Do you feel a responsibility to mention these things in your music now?
Oh, most definitely. There's definitely a responsibility to mention it in the music, because a lot of folks have this way of thinking that blues is all "my baby left me" and cotton fields and guitar solos, when it's not. Blues was originally protest music. They were really singing about pain and dealing with "Mister Charlie" and all that. The way Leadbelly talked about it, that's what he was saying in his time. And me and a few others, we're looking at what's going on in our time. That's our blues. So yeah, it's pretty much mandatory.
When it comes to history, in the song "Too Young To Remember," you're paying tribute to blues performers that came before you. You sing, "When you see me play the guitar / You're looking back one-hundred years."

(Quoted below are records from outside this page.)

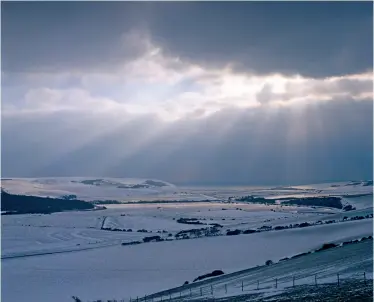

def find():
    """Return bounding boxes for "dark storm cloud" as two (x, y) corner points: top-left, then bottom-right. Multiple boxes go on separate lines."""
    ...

(2, 2), (373, 77)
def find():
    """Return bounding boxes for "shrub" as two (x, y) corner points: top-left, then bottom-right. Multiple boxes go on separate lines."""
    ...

(143, 236), (163, 242)
(226, 230), (242, 236)
(193, 270), (224, 282)
(265, 260), (273, 265)
(243, 230), (256, 234)
(317, 243), (337, 252)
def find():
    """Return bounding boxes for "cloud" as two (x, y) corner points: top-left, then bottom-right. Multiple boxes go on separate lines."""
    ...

(2, 99), (373, 184)
(2, 2), (373, 78)
(3, 31), (373, 120)
(2, 2), (373, 184)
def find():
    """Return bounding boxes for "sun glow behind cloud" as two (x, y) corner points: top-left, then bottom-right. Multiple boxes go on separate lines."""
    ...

(3, 32), (373, 121)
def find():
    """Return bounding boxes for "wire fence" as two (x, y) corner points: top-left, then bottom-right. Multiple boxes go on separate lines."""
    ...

(128, 272), (373, 302)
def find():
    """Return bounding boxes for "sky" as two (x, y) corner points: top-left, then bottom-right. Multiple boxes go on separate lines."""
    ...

(1, 1), (373, 185)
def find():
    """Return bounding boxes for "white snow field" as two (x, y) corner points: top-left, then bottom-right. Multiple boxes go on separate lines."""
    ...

(2, 219), (372, 302)
(141, 240), (373, 301)
(1, 178), (373, 302)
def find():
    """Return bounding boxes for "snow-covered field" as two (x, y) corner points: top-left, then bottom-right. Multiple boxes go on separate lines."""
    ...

(1, 178), (373, 302)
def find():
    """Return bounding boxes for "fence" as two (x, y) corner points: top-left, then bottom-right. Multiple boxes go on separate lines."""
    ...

(129, 272), (372, 302)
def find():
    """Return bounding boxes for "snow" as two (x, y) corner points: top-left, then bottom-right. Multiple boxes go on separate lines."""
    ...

(1, 177), (373, 302)
(2, 220), (372, 302)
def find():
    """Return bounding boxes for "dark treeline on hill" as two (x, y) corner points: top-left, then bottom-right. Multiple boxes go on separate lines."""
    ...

(235, 195), (275, 204)
(1, 190), (94, 214)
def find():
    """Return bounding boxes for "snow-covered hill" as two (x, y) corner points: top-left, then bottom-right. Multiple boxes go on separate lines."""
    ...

(1, 177), (176, 201)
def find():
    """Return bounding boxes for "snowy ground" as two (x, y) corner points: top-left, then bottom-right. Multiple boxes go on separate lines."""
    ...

(142, 241), (373, 301)
(1, 178), (373, 302)
(2, 220), (372, 302)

It sounds like you're very motivated to carry on the tradition - or maybe take blues in a brand new direction?
I consider that [song] both, because some people look at my music and they say, "it's too outside the box." And there are some, who don't really have much blues knowledge, say that it's too traditional. I just like to be in that grey area and do what I feel because personally, I feel like if you mix a little bit of that outside music into the blues, that's a great way of attracting the younger crowd, the guys my age. And then once you reel them in, you can just sit them down and teach them about the real, raw thing. I've seen it happen plenty of times.
Where do you think blues fits in today? In terms of pop music, hip hop, rap, everything?

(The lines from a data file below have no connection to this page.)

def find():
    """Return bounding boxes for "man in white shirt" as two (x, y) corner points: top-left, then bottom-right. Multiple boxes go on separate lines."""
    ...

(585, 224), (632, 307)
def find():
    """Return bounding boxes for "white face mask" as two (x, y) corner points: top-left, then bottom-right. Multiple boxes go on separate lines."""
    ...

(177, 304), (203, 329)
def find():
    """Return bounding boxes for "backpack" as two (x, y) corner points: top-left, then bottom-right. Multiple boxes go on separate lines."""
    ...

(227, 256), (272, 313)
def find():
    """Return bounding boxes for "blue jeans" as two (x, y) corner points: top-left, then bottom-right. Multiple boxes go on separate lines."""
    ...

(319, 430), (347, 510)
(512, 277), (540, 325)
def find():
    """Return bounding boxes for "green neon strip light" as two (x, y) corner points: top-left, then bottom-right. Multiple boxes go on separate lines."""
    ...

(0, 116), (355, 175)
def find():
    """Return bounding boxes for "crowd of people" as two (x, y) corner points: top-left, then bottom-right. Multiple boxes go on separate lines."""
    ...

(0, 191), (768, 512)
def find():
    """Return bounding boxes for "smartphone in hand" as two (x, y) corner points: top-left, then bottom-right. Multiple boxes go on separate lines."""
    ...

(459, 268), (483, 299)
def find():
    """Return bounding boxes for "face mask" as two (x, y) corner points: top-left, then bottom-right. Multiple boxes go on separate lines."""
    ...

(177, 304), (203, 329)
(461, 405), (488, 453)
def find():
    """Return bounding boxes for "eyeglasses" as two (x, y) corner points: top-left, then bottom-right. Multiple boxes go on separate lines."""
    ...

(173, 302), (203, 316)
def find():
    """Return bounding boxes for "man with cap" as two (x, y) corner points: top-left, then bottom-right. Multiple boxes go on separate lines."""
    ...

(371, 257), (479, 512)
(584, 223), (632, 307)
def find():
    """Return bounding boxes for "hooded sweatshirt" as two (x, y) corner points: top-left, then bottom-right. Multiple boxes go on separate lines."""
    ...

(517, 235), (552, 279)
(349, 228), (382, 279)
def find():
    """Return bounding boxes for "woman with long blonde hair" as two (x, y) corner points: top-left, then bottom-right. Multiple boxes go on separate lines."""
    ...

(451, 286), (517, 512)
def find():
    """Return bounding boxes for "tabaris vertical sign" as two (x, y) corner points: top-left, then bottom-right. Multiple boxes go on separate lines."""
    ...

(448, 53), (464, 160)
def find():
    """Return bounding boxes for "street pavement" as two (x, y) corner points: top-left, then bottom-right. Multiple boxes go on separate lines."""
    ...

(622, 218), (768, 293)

Oh, it's the foundation! It's the foundation. People think that it's dead, but blues is definitely alive because you can actually hear it in all those genres of music. The roots are always going to be there. All those moments of music that you just named are pretty much the branches.
I just mentioned that you're 22 years old. I'm wondering if you've started to think about your place in music. There's a quote from us at NPR Music that calls you "a rising blues prodigy, a torchbearer." That sounds like you're the face of this whole thing. I mean, have you thought about that at 22?
I'll be honest with you: No, not at all. I feel like I'm one of the torchbearers, it's me and a few others that are taking this on. I just want to be the one to shatter the stereotype – for many years, I even heard my own people say that young Black kids are not into blues music. I just want to be one of the ones that just take that stereotype away, that's all. And that's pretty much how I want to be seen.